Once again, the “identical or substantially similar test” should apply. On one hand, one could argue that ISS is due on the same moment income tax at source is paid. Moreover, the tax base is identical for both cases. However ISS is not an income tax, but rather a consumption tax. If one would apply Vogel’s approach, one would conclude that Complementary Law No. 116/2003 did not aim at creating a new tax, or at expanding the income tax, but it has merely expanded the territorial scope of the ISS. In other words, it is a “typical” ISS, not a “typical” income tax.

Once again, one can see that the expansion of the ISS has represented an economic double taxation, but not a juridical double taxation, since ISS is due by the consumer of the service, not by the recipient of the income. In this case, however, it is very difficult to argue that Brazil has abused, since ISS pre-existed in the Brazilian system and, more important, the enactment of Complementary Law No. 116/2003 was not followed by a reduction of another tax.

 

[1] See Klaus Vogel and Moris Lehner, Doppelbesteuerungsabkommen: der Bundesrepublik Deutschland auf dem Gebiet der Steuern vom Einkommen und Vermögen, Munich: Beck, 2003, p. 326.

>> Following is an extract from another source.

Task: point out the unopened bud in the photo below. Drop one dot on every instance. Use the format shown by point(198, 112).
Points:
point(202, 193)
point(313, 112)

[2] CARF, Proceeding no. 327.000112/2005-31, Appellate decision 148.709, Rapporteur Councilor Sandra Maria Faroni, Decided on Oct. 19, 2006; CARF, Proceeding no. 19515.002971/2004-54, Appellate decision 1102-00.089, Rapporteur Councilor Sandra Maria Faroni, Decided on Nov. 5, 2009; and CARF, Proceeding no. 10980.722855/2011-13, Appellate decision 1101-000.902, Rapporteur Councilor Edeli Pereira Bessa, Decided on June 13, 2013.

[3] CARF, Proceeding no. 10880.729239/2011-11, Appellate decision 1102-001.247, Rapporteur Councilor João Otávio Oppermann Thomé, Decided on Nov. 25, 2014; and CARF, Proceeding no. 10980.724003/2011-61, Appellate decision 1401-001.396, Rapporteur Councilor Fernando Luiz Gomes de Mattos, Decided on March 4, 2015.

[4] Belgium (1972), Portugal (2000), Trinidad and Tobago (2008) and Turkey (2010).

[5] Korea (1989), Netherlands (1990), China (1991), Finland (1996), Chile (2001), Israel (2001), Ukraine (2002), Mexico (2003), South Africa (2003), Venezuela (2005) and Peru (2006).

[6] Japan (1967), France (1971), Denmark (1974), Spain (1974), Austria (1975), Sweden (1975), Italy (1978), Luxembourg (1978), Argentina (1980), Norway (1980), Ecuador (1983), Philippines (1983), Canada (1984), Czech Republic and Slovakia (1986), Hungary (1986) and India (1988).

[7] Korea (1989), Netherlands (1990), China (1991), Finland (1996), Chile (2001), Israel (2001), Ukraine (2002), Mexico (2003), South Africa (2003), Venezuela (2005) and Peru (2006).